If the orange sashing were removed, the stars would likely be even more apparent. So try to imagine a quilt, using different colored strips on a white background. Or on a colored background with contrasting strips. I may one day decide to make one of these, since I seem to be accumulating leftover pink and purple strips from other projects.

These blocks were constructed using foundation paper piecing. Varying strips of fabric are sewn onto pieces of (foundation) paper, in two different wedge designs. There are four of them for each block. The eight wedges are then sewn together to form the block. The paper is then removed. Because sewing is done on the printed line of the pattern, foundation piecing aids in creating sharp points and well aligned seams. In this 'scrappy' project, the seams were meant to be askew, so that wasn't important.

The only place the points mattered was in the middle where all eight seams came together. That is almost always a problem. On one of these blocks, I sewed the pieces together with the paper still attached. Never having done that before, it was a disaster. The points didn't come close to matching in the center.

So, once I removed all the (foundation) paper backing, which is sometimes more time consuming that crafting the entire block, I took all the seams apart. I had real second thoughts about that because what I was left with was a giant gaping hole in the center. The more I messed with it, the more the fabric began to fray. I was thinking there wouldn't be enough fabric left to make it work. I assumed I'd have to just toss that block and make another one. Much to my surprise though, I was able to sew all the seams together again. The points looked pretty good. I like to call that a quilting success. It doesn't happen often in cases like that, but I was pleased with how it turned out.

This was an easy block to construct. There are a variety of ways to do this, but I used a pattern I found online. There are oodles of them.

I just hope Jenny likes it. Now, off to the post office.

Saturday, October 3, 2015

A little better...

I think I fixed it, at least a little.

spider web table runner

While I won't say I'm happy with this, I am at least somewhat appeased with the project I wrote about recently--a Halloween table runner I created--as the second of three I am making for my daughter, Jenny. She is a total Halloween freak and said she wanted something very dark.  The border glows-in-the-dark.
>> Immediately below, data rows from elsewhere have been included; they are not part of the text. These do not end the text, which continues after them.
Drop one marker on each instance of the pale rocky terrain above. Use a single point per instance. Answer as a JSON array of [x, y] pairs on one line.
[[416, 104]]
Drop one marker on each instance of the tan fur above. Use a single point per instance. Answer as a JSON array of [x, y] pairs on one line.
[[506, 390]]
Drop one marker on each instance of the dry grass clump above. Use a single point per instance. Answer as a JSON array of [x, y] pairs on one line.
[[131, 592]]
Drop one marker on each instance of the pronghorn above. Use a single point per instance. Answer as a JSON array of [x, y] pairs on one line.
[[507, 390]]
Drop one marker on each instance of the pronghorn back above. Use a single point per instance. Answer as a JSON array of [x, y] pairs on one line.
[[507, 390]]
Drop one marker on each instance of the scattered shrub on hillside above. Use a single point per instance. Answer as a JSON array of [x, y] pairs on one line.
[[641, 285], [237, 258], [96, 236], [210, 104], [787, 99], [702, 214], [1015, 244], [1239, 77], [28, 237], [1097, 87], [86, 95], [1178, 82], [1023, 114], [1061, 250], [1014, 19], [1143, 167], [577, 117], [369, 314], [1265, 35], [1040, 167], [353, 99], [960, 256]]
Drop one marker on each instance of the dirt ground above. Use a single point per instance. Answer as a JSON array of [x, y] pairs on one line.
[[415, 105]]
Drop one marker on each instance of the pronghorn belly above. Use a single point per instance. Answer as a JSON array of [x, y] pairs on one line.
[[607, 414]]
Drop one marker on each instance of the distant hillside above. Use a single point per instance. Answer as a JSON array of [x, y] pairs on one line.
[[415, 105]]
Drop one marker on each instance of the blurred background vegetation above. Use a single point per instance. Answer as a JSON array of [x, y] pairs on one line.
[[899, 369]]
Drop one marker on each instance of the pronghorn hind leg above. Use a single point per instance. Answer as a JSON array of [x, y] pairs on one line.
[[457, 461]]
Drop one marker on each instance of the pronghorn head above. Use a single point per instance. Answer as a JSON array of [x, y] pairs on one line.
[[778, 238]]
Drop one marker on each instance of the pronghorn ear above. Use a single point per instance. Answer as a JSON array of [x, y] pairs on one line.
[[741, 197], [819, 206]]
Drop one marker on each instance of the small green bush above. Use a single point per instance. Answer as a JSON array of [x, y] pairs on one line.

spider web table runner blockI admit this was a difficult task for me. I love quilts, which I feel are beautiful works of art. And, I admit I am a more paisley, daisy, color-loving kind of person. So this was certainly not in my wheel-house. By the way, Jenny does not get her Halloween adoration from me. It is not a holiday I celebrate.

I did the best I could though. I was really unhappy with how it looked initially. I thought the quilting would help, but with black thread, it is practically invisible. Even the washing and drying process failed to reveal the spiderweb design I quilted into the center of the three squares.

So, my solution: I added a little fuzzy white yarn to enhance the web and at the same time, tone down the rows of skulls in the center of the block. They might have been OK if they were all one piece. But pieced skulls just didn't cut it. This project totally did not turn out like I envisioned, but, can't win 'em all, I guess. Thankfully, this is a once per year occurrence. It will soon be Jenny's to do with as she pleases.